Öncelikle güzel incelemeniz için teşekkürler, emeğinize sağlık. Bu kadar kısa süre içerisinde böyle nitelikli bir eserin yayılması mümkün müdür şeklindeki sorunuzu görünce, bir kitapta okuduğum bir bölümü sizinle paylaşmak istedim.
<<... Neşeyle "Aklıma bir şey geldi!" diye böbürlendiğinizde beyniniz aslında muazzam bir iş çıkarmış ve bu deha anınıza hazırlamıştır oysa sizi. Sahne arkasından çıkarıp da ortaya sunduğunuz bir bilgi, nöral devrelerinizin bu bilgi üzerine saatler, günler, belki de yıllar öncesinden başladığı çalışmanın, onu pekiştirip sürekli olarak denediğini yeni kombinasyonların ürünüdür. Ancak siz, sahne arkasında gizlenmiş bu muazzam düzeneğin üzerinde bile durmadan, sonucu rahatlıkla kendinize yontarsanız.

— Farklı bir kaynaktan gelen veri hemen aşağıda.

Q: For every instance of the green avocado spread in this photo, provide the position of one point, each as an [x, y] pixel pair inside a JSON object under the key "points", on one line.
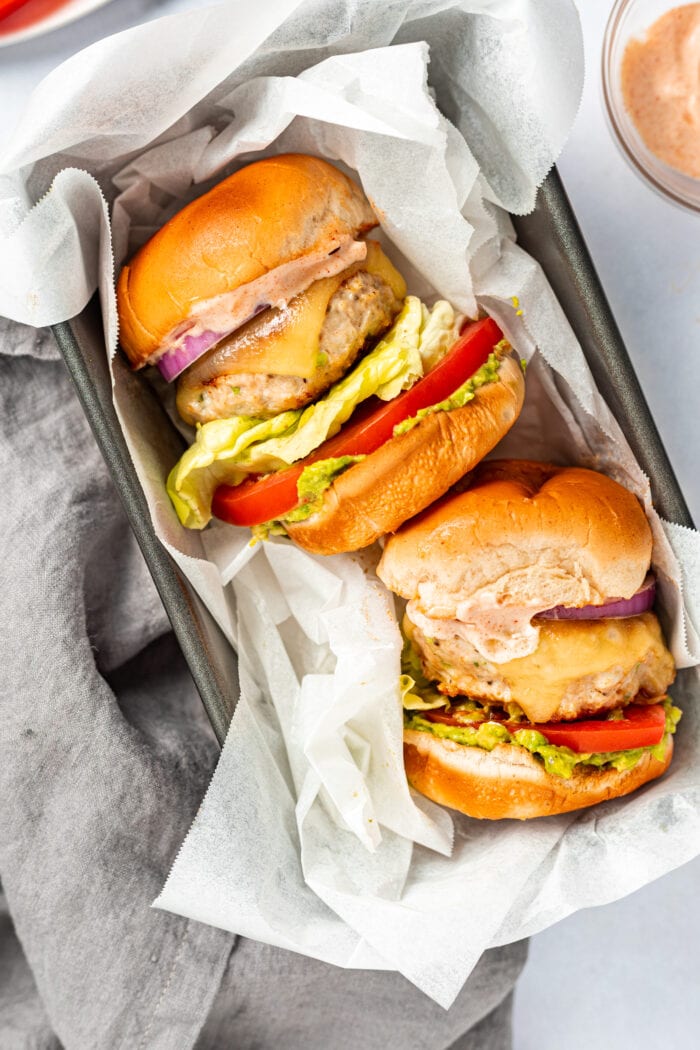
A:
{"points": [[313, 482], [560, 761], [487, 374]]}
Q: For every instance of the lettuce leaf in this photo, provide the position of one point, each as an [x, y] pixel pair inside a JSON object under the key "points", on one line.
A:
{"points": [[227, 450]]}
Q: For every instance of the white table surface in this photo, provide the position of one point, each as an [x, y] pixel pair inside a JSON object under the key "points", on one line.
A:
{"points": [[624, 974]]}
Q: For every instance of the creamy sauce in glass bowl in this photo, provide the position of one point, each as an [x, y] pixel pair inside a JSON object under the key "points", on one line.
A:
{"points": [[660, 83]]}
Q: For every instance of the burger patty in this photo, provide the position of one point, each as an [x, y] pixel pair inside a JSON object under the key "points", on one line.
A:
{"points": [[363, 307], [557, 680]]}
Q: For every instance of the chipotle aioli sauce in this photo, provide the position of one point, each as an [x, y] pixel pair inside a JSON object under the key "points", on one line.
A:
{"points": [[661, 87]]}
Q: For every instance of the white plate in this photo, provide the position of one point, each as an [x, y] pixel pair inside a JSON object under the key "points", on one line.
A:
{"points": [[66, 13]]}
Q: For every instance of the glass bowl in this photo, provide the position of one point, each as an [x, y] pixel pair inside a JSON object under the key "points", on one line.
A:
{"points": [[628, 19]]}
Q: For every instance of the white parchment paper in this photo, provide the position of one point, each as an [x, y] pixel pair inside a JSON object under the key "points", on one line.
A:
{"points": [[309, 837]]}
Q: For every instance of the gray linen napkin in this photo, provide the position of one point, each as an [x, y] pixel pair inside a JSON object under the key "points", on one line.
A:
{"points": [[105, 753]]}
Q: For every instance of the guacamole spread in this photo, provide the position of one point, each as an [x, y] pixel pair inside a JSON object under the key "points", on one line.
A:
{"points": [[487, 374], [560, 761]]}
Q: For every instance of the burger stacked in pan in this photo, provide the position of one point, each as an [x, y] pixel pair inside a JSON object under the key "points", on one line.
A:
{"points": [[333, 407], [536, 673], [329, 405]]}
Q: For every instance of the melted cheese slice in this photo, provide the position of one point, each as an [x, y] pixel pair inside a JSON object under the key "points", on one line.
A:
{"points": [[570, 651], [284, 342]]}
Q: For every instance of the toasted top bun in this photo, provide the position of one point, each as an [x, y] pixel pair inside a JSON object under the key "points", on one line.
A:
{"points": [[509, 781], [267, 214], [410, 470], [523, 534]]}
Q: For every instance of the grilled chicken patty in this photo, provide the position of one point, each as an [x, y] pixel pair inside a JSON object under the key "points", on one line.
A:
{"points": [[557, 680], [363, 307]]}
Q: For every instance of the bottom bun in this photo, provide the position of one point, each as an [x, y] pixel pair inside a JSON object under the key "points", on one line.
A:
{"points": [[509, 781], [412, 469]]}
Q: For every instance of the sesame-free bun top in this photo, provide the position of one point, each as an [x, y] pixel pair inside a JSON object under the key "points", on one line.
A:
{"points": [[269, 213], [523, 534]]}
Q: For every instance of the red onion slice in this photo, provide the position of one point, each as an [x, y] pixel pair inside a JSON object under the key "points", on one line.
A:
{"points": [[174, 361], [640, 602]]}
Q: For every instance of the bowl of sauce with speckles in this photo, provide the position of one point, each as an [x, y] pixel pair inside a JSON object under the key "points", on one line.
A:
{"points": [[651, 82]]}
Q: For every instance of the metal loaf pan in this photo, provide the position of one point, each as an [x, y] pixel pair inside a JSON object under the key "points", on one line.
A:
{"points": [[551, 234]]}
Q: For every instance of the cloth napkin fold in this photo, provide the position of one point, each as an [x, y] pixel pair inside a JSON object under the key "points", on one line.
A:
{"points": [[105, 754]]}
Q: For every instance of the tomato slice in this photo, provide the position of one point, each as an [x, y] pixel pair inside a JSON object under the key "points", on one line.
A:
{"points": [[258, 500], [642, 727]]}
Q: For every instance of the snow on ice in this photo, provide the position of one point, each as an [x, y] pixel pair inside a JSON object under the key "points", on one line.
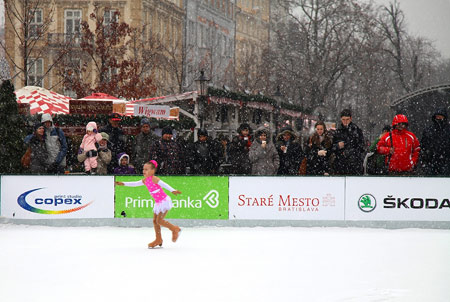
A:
{"points": [[40, 263]]}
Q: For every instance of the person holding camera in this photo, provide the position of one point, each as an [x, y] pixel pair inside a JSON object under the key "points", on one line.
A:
{"points": [[263, 154], [239, 148], [348, 147]]}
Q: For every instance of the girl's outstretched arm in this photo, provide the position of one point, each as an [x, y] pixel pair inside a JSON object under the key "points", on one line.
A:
{"points": [[166, 186], [130, 183]]}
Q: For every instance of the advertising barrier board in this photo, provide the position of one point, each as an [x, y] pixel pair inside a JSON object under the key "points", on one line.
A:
{"points": [[203, 197], [287, 198], [398, 199], [57, 197]]}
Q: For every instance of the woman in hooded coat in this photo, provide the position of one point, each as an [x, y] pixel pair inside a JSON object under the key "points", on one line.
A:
{"points": [[318, 150], [289, 151], [263, 154]]}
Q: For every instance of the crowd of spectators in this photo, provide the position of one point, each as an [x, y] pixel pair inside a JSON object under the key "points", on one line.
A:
{"points": [[341, 151]]}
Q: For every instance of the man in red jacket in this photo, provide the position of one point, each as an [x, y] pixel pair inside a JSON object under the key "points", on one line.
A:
{"points": [[400, 146]]}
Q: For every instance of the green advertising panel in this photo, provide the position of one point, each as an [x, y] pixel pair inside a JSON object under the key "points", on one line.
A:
{"points": [[203, 197]]}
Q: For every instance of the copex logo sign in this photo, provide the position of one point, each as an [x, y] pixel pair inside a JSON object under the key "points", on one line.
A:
{"points": [[41, 203]]}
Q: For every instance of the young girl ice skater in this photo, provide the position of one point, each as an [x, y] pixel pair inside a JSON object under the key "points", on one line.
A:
{"points": [[163, 203]]}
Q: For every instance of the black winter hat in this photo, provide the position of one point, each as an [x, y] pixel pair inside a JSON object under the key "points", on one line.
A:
{"points": [[244, 126], [202, 132], [440, 111], [37, 125], [346, 112]]}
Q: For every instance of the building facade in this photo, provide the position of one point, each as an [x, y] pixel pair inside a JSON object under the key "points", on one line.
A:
{"points": [[209, 42], [252, 37], [57, 23]]}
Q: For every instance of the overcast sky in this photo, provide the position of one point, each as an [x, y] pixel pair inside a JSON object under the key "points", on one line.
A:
{"points": [[427, 18]]}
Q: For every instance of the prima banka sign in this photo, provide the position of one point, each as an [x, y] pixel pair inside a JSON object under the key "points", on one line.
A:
{"points": [[287, 198], [57, 197]]}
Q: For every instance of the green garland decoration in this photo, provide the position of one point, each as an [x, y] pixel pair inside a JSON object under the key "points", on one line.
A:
{"points": [[253, 98]]}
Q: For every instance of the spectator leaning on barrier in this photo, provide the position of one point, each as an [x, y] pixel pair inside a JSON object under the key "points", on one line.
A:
{"points": [[142, 144], [375, 163], [39, 154], [263, 154], [56, 143], [168, 154], [435, 145], [400, 146], [348, 147], [117, 139], [204, 155], [318, 151], [289, 151], [89, 148], [104, 155], [239, 149]]}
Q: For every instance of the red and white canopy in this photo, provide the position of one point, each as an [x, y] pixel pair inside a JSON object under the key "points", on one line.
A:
{"points": [[42, 100]]}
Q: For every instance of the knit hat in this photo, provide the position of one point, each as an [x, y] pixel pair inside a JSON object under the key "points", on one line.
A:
{"points": [[346, 112], [115, 116], [167, 130], [46, 117], [37, 126], [244, 126], [122, 155], [145, 121], [91, 126], [105, 136], [202, 132]]}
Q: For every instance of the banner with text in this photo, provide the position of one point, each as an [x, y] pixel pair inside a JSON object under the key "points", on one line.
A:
{"points": [[203, 197], [57, 197], [398, 198], [155, 111], [287, 198]]}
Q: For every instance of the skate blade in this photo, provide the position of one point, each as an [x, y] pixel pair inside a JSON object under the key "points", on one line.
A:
{"points": [[155, 247]]}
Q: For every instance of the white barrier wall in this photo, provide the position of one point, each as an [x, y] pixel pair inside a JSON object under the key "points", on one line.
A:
{"points": [[397, 199], [57, 197], [287, 198]]}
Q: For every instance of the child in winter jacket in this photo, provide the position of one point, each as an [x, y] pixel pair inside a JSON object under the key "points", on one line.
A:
{"points": [[124, 166], [89, 148]]}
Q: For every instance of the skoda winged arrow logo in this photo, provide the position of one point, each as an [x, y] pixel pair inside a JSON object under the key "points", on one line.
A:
{"points": [[367, 203], [212, 199]]}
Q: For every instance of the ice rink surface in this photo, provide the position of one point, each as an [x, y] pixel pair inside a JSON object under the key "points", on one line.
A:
{"points": [[40, 263]]}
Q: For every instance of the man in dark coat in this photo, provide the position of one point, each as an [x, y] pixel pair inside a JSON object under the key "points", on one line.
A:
{"points": [[204, 154], [289, 151], [239, 149], [348, 147], [168, 154], [435, 145], [117, 139]]}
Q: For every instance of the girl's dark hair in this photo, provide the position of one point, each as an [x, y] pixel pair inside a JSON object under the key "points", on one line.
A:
{"points": [[151, 164]]}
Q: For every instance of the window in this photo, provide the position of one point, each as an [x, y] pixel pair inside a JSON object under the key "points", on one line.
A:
{"points": [[35, 29], [109, 17], [72, 72], [35, 72], [72, 29]]}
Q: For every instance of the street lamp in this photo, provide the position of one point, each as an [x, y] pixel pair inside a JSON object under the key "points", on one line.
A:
{"points": [[202, 89]]}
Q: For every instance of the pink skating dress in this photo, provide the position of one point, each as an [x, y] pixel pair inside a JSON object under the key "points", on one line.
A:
{"points": [[163, 202]]}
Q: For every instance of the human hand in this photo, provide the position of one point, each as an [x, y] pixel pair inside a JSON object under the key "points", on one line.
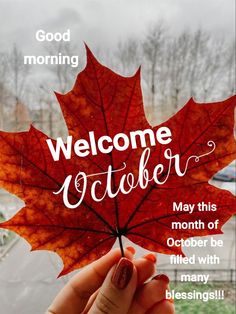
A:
{"points": [[115, 285]]}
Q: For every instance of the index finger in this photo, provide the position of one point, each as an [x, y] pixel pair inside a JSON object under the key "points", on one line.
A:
{"points": [[73, 298]]}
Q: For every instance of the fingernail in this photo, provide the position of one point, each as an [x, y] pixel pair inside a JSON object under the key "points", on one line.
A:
{"points": [[162, 277], [123, 273], [131, 249], [151, 257], [169, 300]]}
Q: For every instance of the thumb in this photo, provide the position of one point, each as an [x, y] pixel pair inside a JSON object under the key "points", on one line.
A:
{"points": [[116, 293]]}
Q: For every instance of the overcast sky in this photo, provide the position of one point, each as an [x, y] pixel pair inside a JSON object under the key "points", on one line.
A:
{"points": [[105, 22]]}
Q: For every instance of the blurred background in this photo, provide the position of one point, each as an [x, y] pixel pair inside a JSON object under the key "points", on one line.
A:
{"points": [[186, 48]]}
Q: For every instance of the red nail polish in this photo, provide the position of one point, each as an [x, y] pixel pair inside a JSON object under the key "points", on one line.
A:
{"points": [[122, 273], [131, 249], [151, 257], [169, 300], [162, 277]]}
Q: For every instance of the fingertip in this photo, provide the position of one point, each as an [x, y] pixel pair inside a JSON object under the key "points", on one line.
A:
{"points": [[151, 257]]}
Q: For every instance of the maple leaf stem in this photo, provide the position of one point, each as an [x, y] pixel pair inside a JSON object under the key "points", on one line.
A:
{"points": [[121, 245]]}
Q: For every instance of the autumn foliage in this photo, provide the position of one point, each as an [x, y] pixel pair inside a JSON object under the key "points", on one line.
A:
{"points": [[107, 103]]}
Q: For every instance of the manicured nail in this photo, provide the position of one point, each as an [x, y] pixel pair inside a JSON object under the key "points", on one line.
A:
{"points": [[162, 277], [151, 257], [122, 273], [131, 249], [169, 300]]}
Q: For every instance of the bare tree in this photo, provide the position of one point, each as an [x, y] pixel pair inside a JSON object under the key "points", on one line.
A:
{"points": [[153, 46]]}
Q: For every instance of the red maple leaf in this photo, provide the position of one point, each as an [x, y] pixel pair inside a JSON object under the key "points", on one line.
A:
{"points": [[107, 103]]}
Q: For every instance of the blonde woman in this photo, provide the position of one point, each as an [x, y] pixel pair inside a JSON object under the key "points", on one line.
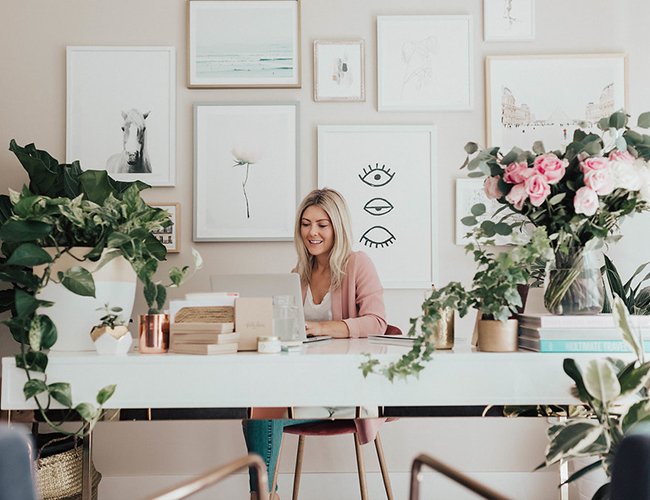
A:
{"points": [[342, 297]]}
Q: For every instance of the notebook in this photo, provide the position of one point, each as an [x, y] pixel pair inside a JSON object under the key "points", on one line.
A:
{"points": [[266, 285]]}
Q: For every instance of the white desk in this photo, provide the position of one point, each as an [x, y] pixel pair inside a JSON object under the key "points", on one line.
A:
{"points": [[324, 374]]}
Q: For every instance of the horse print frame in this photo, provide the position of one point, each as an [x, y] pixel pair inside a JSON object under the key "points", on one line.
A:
{"points": [[170, 236], [121, 112], [244, 44], [245, 170]]}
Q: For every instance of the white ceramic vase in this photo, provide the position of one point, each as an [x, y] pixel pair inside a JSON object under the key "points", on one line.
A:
{"points": [[75, 315]]}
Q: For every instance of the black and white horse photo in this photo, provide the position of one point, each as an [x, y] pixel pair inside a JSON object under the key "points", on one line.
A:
{"points": [[134, 158]]}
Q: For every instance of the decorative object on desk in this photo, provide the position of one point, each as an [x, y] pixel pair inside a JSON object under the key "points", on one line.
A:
{"points": [[579, 195], [112, 335], [607, 387]]}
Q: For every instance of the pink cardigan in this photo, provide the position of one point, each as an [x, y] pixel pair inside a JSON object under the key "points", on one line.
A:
{"points": [[359, 303]]}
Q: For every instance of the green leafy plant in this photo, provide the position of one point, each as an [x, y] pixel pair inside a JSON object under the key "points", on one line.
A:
{"points": [[616, 401], [65, 207]]}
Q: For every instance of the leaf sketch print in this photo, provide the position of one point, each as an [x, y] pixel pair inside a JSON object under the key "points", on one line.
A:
{"points": [[248, 158], [418, 56]]}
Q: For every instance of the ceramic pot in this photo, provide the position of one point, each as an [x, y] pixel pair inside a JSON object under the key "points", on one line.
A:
{"points": [[75, 315], [497, 336]]}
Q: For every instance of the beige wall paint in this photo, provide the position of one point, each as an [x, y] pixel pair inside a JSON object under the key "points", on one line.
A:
{"points": [[33, 37]]}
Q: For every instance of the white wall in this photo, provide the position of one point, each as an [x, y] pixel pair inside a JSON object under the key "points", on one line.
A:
{"points": [[34, 35]]}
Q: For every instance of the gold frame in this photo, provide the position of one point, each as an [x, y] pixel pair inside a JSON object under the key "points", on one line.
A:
{"points": [[191, 85], [176, 227]]}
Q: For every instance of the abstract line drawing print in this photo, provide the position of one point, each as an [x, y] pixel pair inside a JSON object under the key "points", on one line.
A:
{"points": [[377, 236], [418, 56], [376, 176], [378, 207]]}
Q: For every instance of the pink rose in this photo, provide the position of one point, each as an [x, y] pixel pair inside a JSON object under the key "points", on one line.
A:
{"points": [[538, 189], [586, 201], [600, 181], [551, 167], [517, 196], [517, 172], [492, 188], [596, 163]]}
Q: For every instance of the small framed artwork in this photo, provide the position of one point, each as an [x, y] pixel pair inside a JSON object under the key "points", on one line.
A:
{"points": [[425, 63], [387, 174], [121, 112], [170, 236], [524, 104], [245, 171], [339, 70], [508, 20], [243, 43]]}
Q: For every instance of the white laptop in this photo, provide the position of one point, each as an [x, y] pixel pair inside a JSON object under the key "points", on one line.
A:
{"points": [[266, 285]]}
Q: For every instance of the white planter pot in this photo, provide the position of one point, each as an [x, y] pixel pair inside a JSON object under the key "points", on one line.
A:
{"points": [[75, 315]]}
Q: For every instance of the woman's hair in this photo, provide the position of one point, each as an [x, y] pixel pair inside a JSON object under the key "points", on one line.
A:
{"points": [[336, 208]]}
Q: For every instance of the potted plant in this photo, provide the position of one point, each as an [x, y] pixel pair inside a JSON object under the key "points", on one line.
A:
{"points": [[616, 399], [62, 209]]}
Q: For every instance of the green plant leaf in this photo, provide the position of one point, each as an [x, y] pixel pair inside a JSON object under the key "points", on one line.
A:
{"points": [[78, 280]]}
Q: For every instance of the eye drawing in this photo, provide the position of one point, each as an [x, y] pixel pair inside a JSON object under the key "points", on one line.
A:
{"points": [[377, 176], [378, 206], [377, 236]]}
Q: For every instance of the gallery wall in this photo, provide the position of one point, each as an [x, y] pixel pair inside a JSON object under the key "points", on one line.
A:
{"points": [[34, 36]]}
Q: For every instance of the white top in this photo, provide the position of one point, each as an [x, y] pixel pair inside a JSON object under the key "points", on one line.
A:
{"points": [[318, 312]]}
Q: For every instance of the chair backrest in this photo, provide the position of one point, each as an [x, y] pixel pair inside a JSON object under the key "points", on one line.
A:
{"points": [[16, 469]]}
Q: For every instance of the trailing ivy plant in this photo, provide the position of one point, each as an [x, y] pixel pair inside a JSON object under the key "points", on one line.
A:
{"points": [[64, 207]]}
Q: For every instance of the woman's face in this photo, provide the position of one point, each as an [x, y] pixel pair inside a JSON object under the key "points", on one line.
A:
{"points": [[316, 231]]}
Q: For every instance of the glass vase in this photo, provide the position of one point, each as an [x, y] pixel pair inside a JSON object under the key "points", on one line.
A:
{"points": [[573, 283]]}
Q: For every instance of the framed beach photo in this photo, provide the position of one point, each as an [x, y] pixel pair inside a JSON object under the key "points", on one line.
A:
{"points": [[243, 43], [245, 170], [425, 63], [170, 236], [388, 176], [508, 20], [525, 103], [339, 70], [121, 112]]}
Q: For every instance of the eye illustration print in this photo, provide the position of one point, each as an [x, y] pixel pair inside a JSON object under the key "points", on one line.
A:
{"points": [[376, 176], [378, 206], [377, 236]]}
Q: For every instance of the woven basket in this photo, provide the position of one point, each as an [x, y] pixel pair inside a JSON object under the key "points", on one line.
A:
{"points": [[58, 477]]}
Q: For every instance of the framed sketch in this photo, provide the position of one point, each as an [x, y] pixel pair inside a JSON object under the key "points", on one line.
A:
{"points": [[243, 43], [526, 103], [387, 174], [245, 171], [508, 20], [121, 112], [425, 63], [170, 236], [339, 70]]}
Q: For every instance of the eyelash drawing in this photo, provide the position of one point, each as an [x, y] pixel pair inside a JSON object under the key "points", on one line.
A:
{"points": [[377, 176], [378, 206], [377, 236]]}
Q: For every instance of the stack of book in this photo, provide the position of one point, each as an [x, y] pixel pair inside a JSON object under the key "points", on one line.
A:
{"points": [[597, 333]]}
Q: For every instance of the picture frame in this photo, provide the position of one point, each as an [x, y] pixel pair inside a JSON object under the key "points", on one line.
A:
{"points": [[243, 44], [121, 111], [425, 63], [245, 170], [388, 175], [170, 236], [524, 104], [339, 70], [508, 20]]}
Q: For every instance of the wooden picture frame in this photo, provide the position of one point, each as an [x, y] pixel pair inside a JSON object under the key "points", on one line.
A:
{"points": [[339, 70], [243, 44]]}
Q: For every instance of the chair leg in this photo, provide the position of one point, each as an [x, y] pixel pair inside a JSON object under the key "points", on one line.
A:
{"points": [[362, 468], [296, 476], [384, 469]]}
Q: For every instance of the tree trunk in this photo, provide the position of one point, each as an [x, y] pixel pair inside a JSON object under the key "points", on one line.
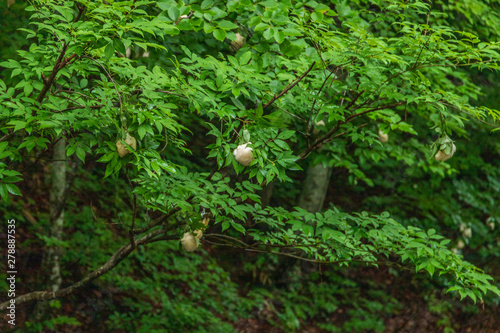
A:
{"points": [[315, 187], [57, 213], [52, 258]]}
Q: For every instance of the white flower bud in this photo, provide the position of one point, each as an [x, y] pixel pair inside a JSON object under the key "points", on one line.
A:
{"points": [[121, 148], [490, 222], [243, 154], [239, 42], [198, 234], [189, 242], [383, 137], [442, 156]]}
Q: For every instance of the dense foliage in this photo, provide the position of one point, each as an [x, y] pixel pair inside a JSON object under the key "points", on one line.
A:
{"points": [[151, 100]]}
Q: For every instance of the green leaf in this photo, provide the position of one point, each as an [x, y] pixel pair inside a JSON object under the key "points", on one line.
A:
{"points": [[286, 134], [219, 34]]}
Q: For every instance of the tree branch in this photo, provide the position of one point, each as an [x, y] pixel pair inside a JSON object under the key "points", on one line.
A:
{"points": [[115, 259], [290, 86], [320, 141]]}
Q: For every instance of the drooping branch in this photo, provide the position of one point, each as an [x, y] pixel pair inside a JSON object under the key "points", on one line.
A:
{"points": [[320, 141], [115, 259]]}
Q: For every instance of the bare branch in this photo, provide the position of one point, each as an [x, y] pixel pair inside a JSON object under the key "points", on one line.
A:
{"points": [[115, 259]]}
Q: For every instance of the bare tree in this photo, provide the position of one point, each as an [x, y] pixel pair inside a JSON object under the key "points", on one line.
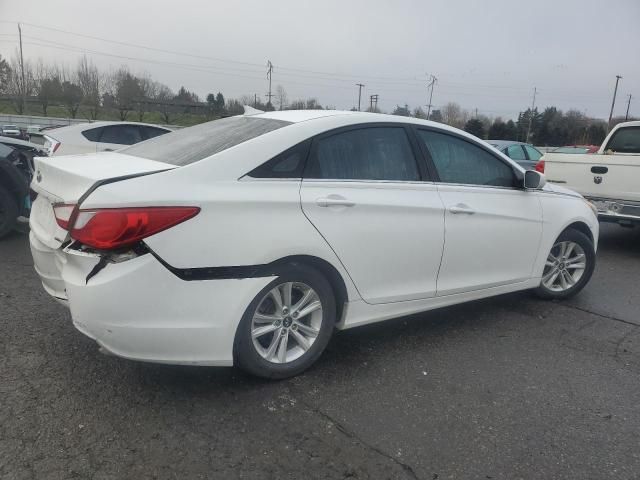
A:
{"points": [[127, 91], [48, 85], [281, 97], [148, 90], [164, 102], [91, 82], [5, 71], [453, 115]]}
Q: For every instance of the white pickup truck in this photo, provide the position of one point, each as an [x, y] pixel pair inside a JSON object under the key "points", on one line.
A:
{"points": [[609, 178]]}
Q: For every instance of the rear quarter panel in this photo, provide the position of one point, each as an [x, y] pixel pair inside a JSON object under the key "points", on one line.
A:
{"points": [[242, 222]]}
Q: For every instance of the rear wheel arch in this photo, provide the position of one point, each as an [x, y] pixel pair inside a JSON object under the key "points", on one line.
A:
{"points": [[330, 272]]}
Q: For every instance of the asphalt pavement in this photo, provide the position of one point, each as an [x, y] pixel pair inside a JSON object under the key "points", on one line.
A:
{"points": [[505, 388]]}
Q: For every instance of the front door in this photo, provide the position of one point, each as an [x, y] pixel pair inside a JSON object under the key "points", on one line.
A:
{"points": [[364, 193]]}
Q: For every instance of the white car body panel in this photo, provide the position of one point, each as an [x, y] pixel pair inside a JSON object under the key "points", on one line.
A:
{"points": [[406, 216], [387, 249], [495, 245], [610, 179]]}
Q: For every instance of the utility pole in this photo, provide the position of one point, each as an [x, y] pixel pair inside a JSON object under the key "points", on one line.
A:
{"points": [[269, 74], [373, 102], [626, 117], [613, 103], [360, 85], [533, 104], [24, 89]]}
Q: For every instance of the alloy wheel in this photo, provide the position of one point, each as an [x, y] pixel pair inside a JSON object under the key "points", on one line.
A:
{"points": [[286, 322], [565, 266]]}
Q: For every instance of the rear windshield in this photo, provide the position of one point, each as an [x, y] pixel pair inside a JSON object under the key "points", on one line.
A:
{"points": [[192, 144]]}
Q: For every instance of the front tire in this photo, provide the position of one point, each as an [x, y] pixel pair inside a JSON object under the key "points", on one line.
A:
{"points": [[8, 212], [568, 266], [288, 324]]}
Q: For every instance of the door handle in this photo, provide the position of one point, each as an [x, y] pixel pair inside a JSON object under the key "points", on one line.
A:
{"points": [[334, 201], [462, 208]]}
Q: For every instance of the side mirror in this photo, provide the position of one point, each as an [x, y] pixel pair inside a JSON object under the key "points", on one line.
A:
{"points": [[533, 180]]}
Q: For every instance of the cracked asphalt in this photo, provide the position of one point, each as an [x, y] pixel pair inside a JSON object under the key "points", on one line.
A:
{"points": [[505, 388]]}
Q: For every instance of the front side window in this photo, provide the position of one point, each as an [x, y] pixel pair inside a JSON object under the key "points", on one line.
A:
{"points": [[625, 140], [515, 152], [288, 164], [373, 153], [189, 145], [534, 153], [93, 134], [459, 161]]}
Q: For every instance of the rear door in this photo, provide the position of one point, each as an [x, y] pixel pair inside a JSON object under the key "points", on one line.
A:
{"points": [[493, 228], [367, 194]]}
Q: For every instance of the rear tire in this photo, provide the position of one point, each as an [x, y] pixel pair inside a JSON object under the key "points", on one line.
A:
{"points": [[569, 266], [297, 313], [8, 212]]}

Ama bunun için sizi kim suçlayabilir ki? Beyin işlerini gizlilik içinde halleder ve fikirleri müthiş birer sihir ürünüymüş gibi sunar size. Bu devasa operasyon sisteminin bilinç ve biliş tarafından eşilip deşilmesine izin vermez. Beyin gösterisini kılık değiştirerek -incognito- icra eder.
Öyleyse büyük bir fikir için alkışı hak eden tam olarak kimdir? 1862'de İskoçyalı matematikçi James Clerk Maxwell elektrik ve manyetizmayı birleştiren bir grup temel denklem geliştirdi. Ölüm döşeğindeki tuhaf sayılabilecek itirafı ise, bu meşhur denklemleri keşfedenin kendisi değil, "içindeki bir şey" olduğu yolundaydı; basitçe "gelivermişlerdi" kendisine. William Blake de benzeri bir deneyim aktarmış ve uzun öyküsel şiiri Milton için şöyle bir ifade kullanmıştı: " Bu şiiri anlık dikte yoluyla, herhangi bir ön düşünme süreci yaşanmadan, hatta neredeyse iradem dışında, bir seferde bazen on iki, bazen yirmi mısra yazarak ortaya çıkardım. Johann Wolfgang von Goethe ise kısa romanı Genç Werther'in Acıları'nı pratikte herhangi bilinçli bir girdi olmaksızın, sanki kendiliğinden hareket eden bir kalemi tutarcasına yazdığını iddia etmişti.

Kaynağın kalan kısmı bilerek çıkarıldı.